According to CNBC, real estate sales in the metaverse topped $500 million last year and could double this year. So far, real estate sales have been concentrated on the “Big Four” — Sandbox, Decentraland, Cryptovoxels and Somnium.
There are 268,645 parcels on the four platforms, all in a variety of sizes. By limiting availability, virtual real estate is a finite resource, making it possible to drive the prices up. For example, Everyrealm, one of the most active players in metaverse real estate, paid a record $4.3 million for land in Sandbox. The company is developing 100 islands with their own villas and a related market of boats and jet skis. Ninety of the islands sold on the first day for $15,000 each and some are now listed for resale for more than $100,000.
Takeaway tips for getting started
With a surge in buyers purchasing property or virtual land in the metaverse, it’s important to get ready to play online and in the real world.
Get a digital wallet
Your real wallet with paper won’t work here. You’ll need cryptocurrency to purchase virtual land with the right coins like you would exchange currency when visiting another country. Think of this as your virtual bank account.
Choose a buying platform
Now, you can buy property in Decentraland or The Sandbox, as already mentioned. You can also go through a third-party platform, like OpenSea, the first and largest NFT marketplace. This is suggested for first-time digital real estate investors.
Make an offer
Purchasing a digital property is a much quicker process than it is in the real world. In the metaverse, all you need to do is click on a property to buy it. Prices are driven by the market, and they can be accepted or rejected by the owner. They may also sell at an auction.

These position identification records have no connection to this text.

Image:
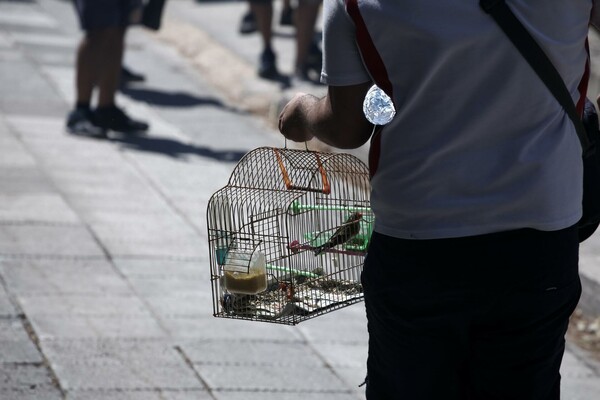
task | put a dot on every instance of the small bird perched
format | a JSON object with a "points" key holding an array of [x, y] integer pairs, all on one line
{"points": [[344, 233]]}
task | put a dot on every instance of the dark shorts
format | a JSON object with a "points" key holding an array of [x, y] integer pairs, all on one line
{"points": [[474, 318], [98, 14]]}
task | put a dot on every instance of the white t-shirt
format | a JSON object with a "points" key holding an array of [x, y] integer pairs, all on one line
{"points": [[478, 144]]}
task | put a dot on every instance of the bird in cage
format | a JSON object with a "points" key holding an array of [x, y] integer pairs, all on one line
{"points": [[349, 229]]}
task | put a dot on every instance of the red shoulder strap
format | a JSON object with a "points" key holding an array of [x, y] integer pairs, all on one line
{"points": [[378, 72]]}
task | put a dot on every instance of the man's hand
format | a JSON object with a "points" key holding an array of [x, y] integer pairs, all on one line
{"points": [[294, 121], [336, 119]]}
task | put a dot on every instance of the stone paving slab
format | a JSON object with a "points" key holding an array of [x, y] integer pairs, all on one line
{"points": [[52, 327], [56, 277], [35, 240], [141, 394], [15, 344]]}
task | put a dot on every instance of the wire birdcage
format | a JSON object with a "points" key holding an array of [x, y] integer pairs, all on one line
{"points": [[274, 252]]}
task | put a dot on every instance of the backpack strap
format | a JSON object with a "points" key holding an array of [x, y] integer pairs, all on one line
{"points": [[378, 72], [538, 60]]}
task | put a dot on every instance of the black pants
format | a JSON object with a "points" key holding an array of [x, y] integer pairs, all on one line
{"points": [[482, 317]]}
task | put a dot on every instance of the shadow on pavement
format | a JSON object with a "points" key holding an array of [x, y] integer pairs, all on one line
{"points": [[174, 148], [170, 99]]}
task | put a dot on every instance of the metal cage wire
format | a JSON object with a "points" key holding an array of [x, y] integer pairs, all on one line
{"points": [[279, 209]]}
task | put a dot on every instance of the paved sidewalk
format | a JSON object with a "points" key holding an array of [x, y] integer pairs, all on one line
{"points": [[104, 278]]}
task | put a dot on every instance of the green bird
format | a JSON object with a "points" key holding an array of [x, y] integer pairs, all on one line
{"points": [[344, 233]]}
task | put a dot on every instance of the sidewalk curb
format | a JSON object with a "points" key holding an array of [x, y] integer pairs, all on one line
{"points": [[228, 72]]}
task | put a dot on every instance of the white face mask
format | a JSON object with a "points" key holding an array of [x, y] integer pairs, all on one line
{"points": [[378, 107]]}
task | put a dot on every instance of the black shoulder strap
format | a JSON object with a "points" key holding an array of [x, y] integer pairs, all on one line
{"points": [[537, 59]]}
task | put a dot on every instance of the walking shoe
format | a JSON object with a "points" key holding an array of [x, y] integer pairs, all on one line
{"points": [[287, 17], [114, 119], [128, 76], [248, 24], [82, 121], [267, 68]]}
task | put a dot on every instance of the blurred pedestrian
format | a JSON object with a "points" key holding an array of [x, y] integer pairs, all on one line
{"points": [[286, 18], [308, 55], [98, 67], [151, 19], [472, 270]]}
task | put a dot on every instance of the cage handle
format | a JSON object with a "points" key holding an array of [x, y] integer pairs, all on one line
{"points": [[288, 182]]}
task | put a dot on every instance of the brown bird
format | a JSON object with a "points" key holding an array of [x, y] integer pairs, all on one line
{"points": [[344, 233]]}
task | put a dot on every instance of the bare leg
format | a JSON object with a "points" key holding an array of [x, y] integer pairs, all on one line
{"points": [[87, 66], [305, 17], [111, 49], [263, 13]]}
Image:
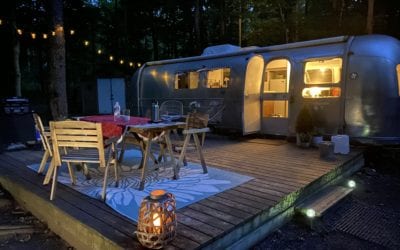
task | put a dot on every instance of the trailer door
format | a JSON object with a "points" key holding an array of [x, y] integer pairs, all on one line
{"points": [[275, 106], [252, 95]]}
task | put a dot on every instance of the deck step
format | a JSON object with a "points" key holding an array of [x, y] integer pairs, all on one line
{"points": [[321, 201]]}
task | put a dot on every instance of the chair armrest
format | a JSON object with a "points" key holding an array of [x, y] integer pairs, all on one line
{"points": [[196, 130]]}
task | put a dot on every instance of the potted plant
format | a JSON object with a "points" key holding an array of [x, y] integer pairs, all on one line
{"points": [[304, 127]]}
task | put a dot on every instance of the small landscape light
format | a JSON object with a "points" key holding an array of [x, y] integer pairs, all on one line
{"points": [[310, 213], [351, 184]]}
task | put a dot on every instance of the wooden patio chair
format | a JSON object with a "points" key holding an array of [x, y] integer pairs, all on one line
{"points": [[83, 143], [45, 137], [196, 124]]}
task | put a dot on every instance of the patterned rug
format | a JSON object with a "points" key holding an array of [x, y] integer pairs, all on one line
{"points": [[191, 187]]}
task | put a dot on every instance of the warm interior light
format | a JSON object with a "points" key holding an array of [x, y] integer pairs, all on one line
{"points": [[310, 213], [351, 184]]}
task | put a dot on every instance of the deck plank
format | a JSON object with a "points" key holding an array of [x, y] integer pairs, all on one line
{"points": [[281, 172]]}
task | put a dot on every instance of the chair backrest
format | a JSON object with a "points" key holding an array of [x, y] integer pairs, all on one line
{"points": [[196, 120], [171, 107], [44, 135], [77, 134]]}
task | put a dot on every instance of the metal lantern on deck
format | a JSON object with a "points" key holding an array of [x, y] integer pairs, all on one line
{"points": [[157, 219]]}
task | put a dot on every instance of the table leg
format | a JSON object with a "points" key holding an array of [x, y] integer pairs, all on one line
{"points": [[145, 161], [182, 155], [171, 154], [200, 152]]}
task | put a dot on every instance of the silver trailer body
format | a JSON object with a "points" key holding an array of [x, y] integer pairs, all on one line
{"points": [[351, 85]]}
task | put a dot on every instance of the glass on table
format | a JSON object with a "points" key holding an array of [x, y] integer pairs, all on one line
{"points": [[126, 115]]}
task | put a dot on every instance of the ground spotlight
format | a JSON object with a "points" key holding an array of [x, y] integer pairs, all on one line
{"points": [[351, 184]]}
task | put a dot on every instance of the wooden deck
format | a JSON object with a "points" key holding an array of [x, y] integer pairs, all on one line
{"points": [[237, 218]]}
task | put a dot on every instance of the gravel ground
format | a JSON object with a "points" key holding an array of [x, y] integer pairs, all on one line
{"points": [[368, 218], [20, 230]]}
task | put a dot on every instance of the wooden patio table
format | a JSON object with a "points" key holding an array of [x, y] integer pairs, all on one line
{"points": [[151, 131]]}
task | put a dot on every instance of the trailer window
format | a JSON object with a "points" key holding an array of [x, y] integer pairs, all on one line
{"points": [[187, 80], [323, 71], [218, 78], [321, 92], [398, 78]]}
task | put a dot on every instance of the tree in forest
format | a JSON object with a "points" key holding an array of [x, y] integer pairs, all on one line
{"points": [[57, 76]]}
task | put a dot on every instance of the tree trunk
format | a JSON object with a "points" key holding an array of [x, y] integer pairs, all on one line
{"points": [[370, 17], [17, 69], [197, 25], [58, 88]]}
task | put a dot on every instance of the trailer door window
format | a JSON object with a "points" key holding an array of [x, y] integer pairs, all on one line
{"points": [[187, 80], [323, 71], [398, 78], [218, 78]]}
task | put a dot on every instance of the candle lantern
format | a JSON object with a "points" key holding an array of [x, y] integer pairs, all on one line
{"points": [[157, 219]]}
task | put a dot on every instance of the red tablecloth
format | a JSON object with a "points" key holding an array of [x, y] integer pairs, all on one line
{"points": [[113, 128]]}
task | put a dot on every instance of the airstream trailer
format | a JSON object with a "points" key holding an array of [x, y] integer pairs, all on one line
{"points": [[350, 83]]}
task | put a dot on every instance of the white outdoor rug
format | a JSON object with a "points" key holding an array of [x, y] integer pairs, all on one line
{"points": [[191, 187]]}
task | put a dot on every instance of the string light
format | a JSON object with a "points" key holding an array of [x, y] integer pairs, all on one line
{"points": [[86, 43]]}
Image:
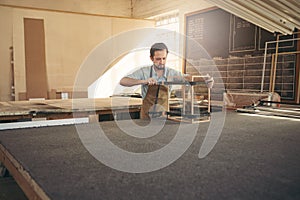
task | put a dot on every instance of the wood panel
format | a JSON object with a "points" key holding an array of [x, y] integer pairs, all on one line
{"points": [[35, 58]]}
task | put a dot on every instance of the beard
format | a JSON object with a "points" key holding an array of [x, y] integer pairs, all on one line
{"points": [[159, 67]]}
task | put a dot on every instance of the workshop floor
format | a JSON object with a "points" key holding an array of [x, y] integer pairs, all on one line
{"points": [[9, 189]]}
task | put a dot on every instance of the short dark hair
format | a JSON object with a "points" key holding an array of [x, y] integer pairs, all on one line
{"points": [[158, 47]]}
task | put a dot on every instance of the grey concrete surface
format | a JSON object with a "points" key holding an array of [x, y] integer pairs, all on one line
{"points": [[254, 158]]}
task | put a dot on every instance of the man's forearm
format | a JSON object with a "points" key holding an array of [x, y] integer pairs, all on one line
{"points": [[126, 81]]}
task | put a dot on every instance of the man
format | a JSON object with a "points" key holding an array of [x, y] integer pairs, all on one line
{"points": [[151, 75]]}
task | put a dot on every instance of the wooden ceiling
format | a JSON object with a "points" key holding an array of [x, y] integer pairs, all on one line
{"points": [[281, 16]]}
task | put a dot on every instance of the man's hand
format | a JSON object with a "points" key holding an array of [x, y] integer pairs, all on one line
{"points": [[151, 81]]}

In 2020, you could own a piece of digital real estate for a few hundred dollars. In 2021, you need a few thousand just to get started. That number continues to increase, but there’s not enough known yet to know how the virtual land market will behave.
The metaverse is still new, constantly changing and is not regulated. Be sure you’re following verified accounts, businesses and people with knowledge in the space to stay up to date with all new developments.
“Eventually, one of these metaverses will be the place to be like Facebook, Amazon and Google are now,” Pfaff said about the current demand. “I think folks are speculating, trying to get in early,and fear missing out.”
NFTs in the real world
NFTs aren’t just being used to purchase property in the metaverse. In February of this year, a single family house in Tampa, Florida was sold to an LLC to put the property, now a business, on the market. That business became the NFT. The sale was held on Propy’s new NFT Marketplace.
The NFT was transferred to the new owner’s Metamask wallet within 15 minutes. Metamask is a crypto wallet and gateway to blockchain apps. According to Propy, this type of transaction minimizes costs for buyers and streamlines the purchasing process by letting them buy a property in just a few minutes.
The world’s first real estate NFT plans to implement these types of sales globally, providing a single framework for purchasing real estate using blockchain technology.
When CEO Mark Zuckerberg rebranded Facebook as Meta, interest in this world skyrocketed. It’s a new topic being discussed at popular conferences like SXSW Festival, Game Developers Conference and Miami NFT Week during Miami Tech Month where Miami was coined as the city of the future.
Yes, real estate and the metaverse have met, and they’re working together, but how beneficial will this working relationship be? Time will tell. Very soon.